The ERG requested more information and revised analyses from the manufacturer around subgroups of people with PsA with and without skin involvement evidence from trials reported at 12 as well as 24 weeks and exclusion of the open-label portion of the M02-570 study from the evidence synthesis.

The Appraisal Committee discussed the evidence submitted by the manufacturer on the cost effectiveness of adalimumab compared with DMARDs etanercept and infliximab the ERG's critique of the original submission by the manufacturer the manufacturer's response to the clarifications requested by the ERG and the further analyses requested by the Institute. The Committee acknowledged the inclusion of the skin component in the economic modelling which had not been included in the modelling for the previous appraisal of technologies for the treatment PsA (National Institute for Health and Clinical Excellence [NICE] technology appraisal guidance 104).

The Committee discussed the methods used to derive the utilities in the base-case modelling and raised concerns that the PASI component has a very strong impact on utility function although the study that underpinned the regression analysis did not include many people with severe skin involvement. The Committee further noted that using an alternative source for the utility data (SF-6D) from the ADEPT study resulted in a substantially higher ICER for adalimumab (62360 pounds sterling per QALY gained) compared with DMARD than in the original base-case analysis (25991 pounds sterling per QALY gained). In addition the Committee noted that the ICERs were particularly sensitive to the assumptions around HAQ progression and noted that the HAQ progression in the control arm of the model was based on people treated with palliative care although the modelled patients received DMARDs in the control arm of the manufacturer's model.

The Committee reflected on current NICE guidance for the use of anti-TNF-alpha agents (etanercept and infliximab) in the treatment of adults with PsA (NICE technology appraisal guidance 104). It agreed that because the acquisition costs for adalimumab and etanercept are identical it is reasonable to allow choice between adalimumab and etanercept based on individual circumstances. Consequently the Committee concluded that the decision regarding which anti-TNF-alpha agent is most appropriate for the treatment of adults with PsA should be made on a case-by-case basis by a specialist physician experienced in the diagnosis and treatment of PsA following full and informed discussion with the patient. Furthermore the Committee agreed that criteria for the use of adalimumab should be identical to the criteria listed in current NICE guidance for the use of etanercept in the treatment of adults with PsA (NICE technology appraisal guidance 104).

The Committee considered the sequential use of anti-TNF-alpha agents or use of these agents in combination. It concluded that there was currently no evidence supporting the use of more than one anti-TNF-alpha agent either concurrently or sequentially.
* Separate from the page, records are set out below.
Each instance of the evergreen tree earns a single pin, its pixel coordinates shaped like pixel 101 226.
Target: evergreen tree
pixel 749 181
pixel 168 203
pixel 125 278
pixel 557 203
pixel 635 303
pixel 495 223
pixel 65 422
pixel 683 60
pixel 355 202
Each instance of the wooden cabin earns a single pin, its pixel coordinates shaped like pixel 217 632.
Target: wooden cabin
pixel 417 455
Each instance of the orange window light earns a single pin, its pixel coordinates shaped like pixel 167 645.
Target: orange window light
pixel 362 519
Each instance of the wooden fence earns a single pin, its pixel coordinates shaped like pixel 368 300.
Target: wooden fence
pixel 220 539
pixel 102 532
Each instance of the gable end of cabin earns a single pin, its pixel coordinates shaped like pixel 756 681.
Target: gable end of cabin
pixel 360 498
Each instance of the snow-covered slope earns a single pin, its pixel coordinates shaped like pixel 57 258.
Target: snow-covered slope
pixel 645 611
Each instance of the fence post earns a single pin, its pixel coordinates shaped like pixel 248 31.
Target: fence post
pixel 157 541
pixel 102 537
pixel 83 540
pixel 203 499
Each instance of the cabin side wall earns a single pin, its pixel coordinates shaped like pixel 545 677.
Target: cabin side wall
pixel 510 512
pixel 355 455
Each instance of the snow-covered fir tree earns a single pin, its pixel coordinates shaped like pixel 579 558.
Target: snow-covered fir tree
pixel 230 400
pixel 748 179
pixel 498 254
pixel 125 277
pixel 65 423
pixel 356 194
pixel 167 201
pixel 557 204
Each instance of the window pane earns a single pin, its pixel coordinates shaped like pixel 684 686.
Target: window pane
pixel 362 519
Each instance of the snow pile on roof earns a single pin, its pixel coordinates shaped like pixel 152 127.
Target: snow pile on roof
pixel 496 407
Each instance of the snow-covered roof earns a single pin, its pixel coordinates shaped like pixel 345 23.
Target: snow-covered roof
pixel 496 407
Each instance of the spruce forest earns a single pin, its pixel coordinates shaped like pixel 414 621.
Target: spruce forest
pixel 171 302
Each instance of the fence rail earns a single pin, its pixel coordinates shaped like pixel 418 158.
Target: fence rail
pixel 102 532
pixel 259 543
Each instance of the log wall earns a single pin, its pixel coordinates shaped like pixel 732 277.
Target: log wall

Refer to Sections 3 and 4 of the original guideline document for details of the three revised economic analyses provided by the manufacturer the ERG comments and the Appraisal Committee considerations.

Method of Guideline Validation

External Peer Review

Description of Method of Guideline Validation

Consultee organizations from the following groups were invited to comment on the draft scope Assessment Report and the Appraisal Consultation Document (ACD) and were provided with the opportunity to appeal against the Final Appraisal Determination.

• Manufacturer/sponsors
• Professional/specialist and patient/carer groups
• Commentator organisations (without the right of appeal)

In addition individuals selected from clinical expert and patient advocate nominations from the professional/specialist and patient/carer groups were also invited to comment on the ACD.

Major Recommendations

Adalimumab within its licensed indication is recommended as an option for the treatment of adults with active and progressive psoriatic arthritis only when the following criteria are met.

• The person has peripheral arthritis with three or more tender joints and three or more swollen joints.
• The psoriatic arthritis has not responded to adequate trials of at least two standard disease-modifying anti-rheumatic drugs (DMARDs) administered either individually or in combination.

Adalimumab treatment should be discontinued after 12 weeks in adults whose psoriatic arthritis has not shown an adequate response when assessed using the psoriatic arthritis response criteria (PsARC). For the purposes of this guidance an adequate response is defined as:

• An improvement in at least two of the four PsARC criteria one of which has to be joint tenderness or swelling score with no worsening in any of the four criteria.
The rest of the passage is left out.